What are you even talking about?

The biggest AAA titles are all on consoles, the best indie games are on Steam / GOG and virtually all major e-sports games are primarily PC games (and Mac games as a remote second).

By what possible metric is iOS winning? ****** microtransactions sold?

Even 8/10 of the best rated iOS games were PC games that got ported at some point.
 
I play many games from the mid-to-late 90s still on my Windows 10 machine. Some run under Windows 10 without any help, like Alpha Centauri (1999), Half Life (1998), Starcraft (1998), Age of Empires II (1999), Jedi Knight (1997). Pretty much anything after ~2004 runs without too much work, such as Day of Defeat (2003), Unreal Tournament GOTY (2000), Civ III (2001), Half Life 2 (2004).

For any that don't run in Windows 10, it's easy to use DOSBOX or a Windows virtual machine (XP can work well for this). I have yet to come across a single piece of software, let alone game, that I can't still run one way or the other on my modern computer. Heck, a company I worked for still used software from around 1992 by launching a Windows 98 VM. Not a problem!

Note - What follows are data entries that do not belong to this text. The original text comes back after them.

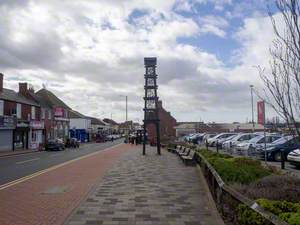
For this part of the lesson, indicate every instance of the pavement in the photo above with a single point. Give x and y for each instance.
(17, 166)
(148, 190)
(48, 196)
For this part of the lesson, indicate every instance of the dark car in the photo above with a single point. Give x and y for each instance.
(55, 145)
(285, 144)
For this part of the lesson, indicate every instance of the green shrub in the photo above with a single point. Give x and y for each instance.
(247, 216)
(274, 187)
(236, 170)
(287, 211)
(171, 145)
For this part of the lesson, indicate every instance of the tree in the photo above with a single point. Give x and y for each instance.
(282, 84)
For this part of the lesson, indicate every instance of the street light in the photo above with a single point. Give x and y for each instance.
(126, 111)
(251, 88)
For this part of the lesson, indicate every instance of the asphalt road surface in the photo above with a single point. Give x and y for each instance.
(18, 166)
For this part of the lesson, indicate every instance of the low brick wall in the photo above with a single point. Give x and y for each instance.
(228, 200)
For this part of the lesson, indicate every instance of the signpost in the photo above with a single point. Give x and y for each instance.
(261, 116)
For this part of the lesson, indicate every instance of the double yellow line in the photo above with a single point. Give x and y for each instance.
(20, 180)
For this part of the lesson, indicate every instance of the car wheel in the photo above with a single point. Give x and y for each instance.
(277, 156)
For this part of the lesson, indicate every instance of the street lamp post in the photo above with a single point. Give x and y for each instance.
(126, 116)
(251, 88)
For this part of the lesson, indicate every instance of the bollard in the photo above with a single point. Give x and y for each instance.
(282, 160)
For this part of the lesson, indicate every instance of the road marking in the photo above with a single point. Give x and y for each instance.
(21, 154)
(20, 180)
(55, 154)
(26, 161)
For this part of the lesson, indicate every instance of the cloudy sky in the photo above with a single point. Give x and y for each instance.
(90, 53)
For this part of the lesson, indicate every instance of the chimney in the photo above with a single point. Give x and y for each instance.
(23, 88)
(1, 82)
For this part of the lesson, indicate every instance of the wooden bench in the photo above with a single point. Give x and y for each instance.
(187, 152)
(189, 159)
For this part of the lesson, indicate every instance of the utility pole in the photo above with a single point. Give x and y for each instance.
(126, 108)
(251, 88)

I have iOS apps/games from just 2-3 years ago that are no longer supported and iOS updates broke 'em, and there's no way to revert back. Fortunately I haven't come across any that I actually miss all too much as iOS games don't do much for me.
[doublepost=1521694748][/doublepost]

That's the problem with iOS gaming though - Apple will never allow an emulator to 'run' a separate app (e.g. having an iOS 10 emulator to run a 32-bit game app in iOS12). So all your solutions of patches and VMs don't apply. Try playing a 20 year old game using nothing but a modern PC and nothing but the original game media... The only real solution would be to keep an old iPad knocking around on iOS 10. I think we tend to get these 'break older app' iOS updates ~every 4 years or so which is starting to look like a console generation. The other problem will be if you want to keep an 'iOS10 generation iPad' to play these older games it will be difficult as most people will update capable units (e.g. iPad Air 2) and those that are left being at iOS10 (e.g. iPad 4) don't give great performance...

I have a feeling that games companies would rather sell you another version of the same game updated for newer hardware...

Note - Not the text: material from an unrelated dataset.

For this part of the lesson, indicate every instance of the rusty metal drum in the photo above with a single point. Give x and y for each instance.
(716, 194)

As for controls, I agree that touch screens are hopeless for console-style games, but very good for alternative games. Unfortunately, to be considered an all-round platform console-style games are needed. I really like the idea of a joystick/nunchuck that connects to the Apple remote - very clever and would greatly reduce the costs.

I've said it before and I'll say it again, if Apple wants to take Nintendo's lunch they have to invest money rather than sit back and wait for the developers to do all the work. At the moment it looks like all the money is going into TV content. Perhaps once Apple just suck it up and buy Netflix they can focus on gaming as there is no reason why the current ATV couldn't match the performance of the Switch.
 
What are you even talking about?

The biggest AAA titles are all on consoles, the best indie games are on Steam / GOG and virtually all major e-sports games are primarily PC games (and Mac games as a remote second).

By what possible metric is iOS winning? ****** microtransactions sold?

The article is about mobile gaming. The amount of people that are into PC gaming is still very small compared to the available market for mobile gaming. iOS is winning when it comes to mobile gaming and mobile developers as whole.
 
The article is about mobile gaming. The amount of people that are into PC gaming is still very small compared to the available market for mobile gaming. iOS is winning when it comes to mobile gaming and mobile developers as whole.
How are PC's and Console's not on the level of "mobile gaming?" I didn't get that answer from your reply.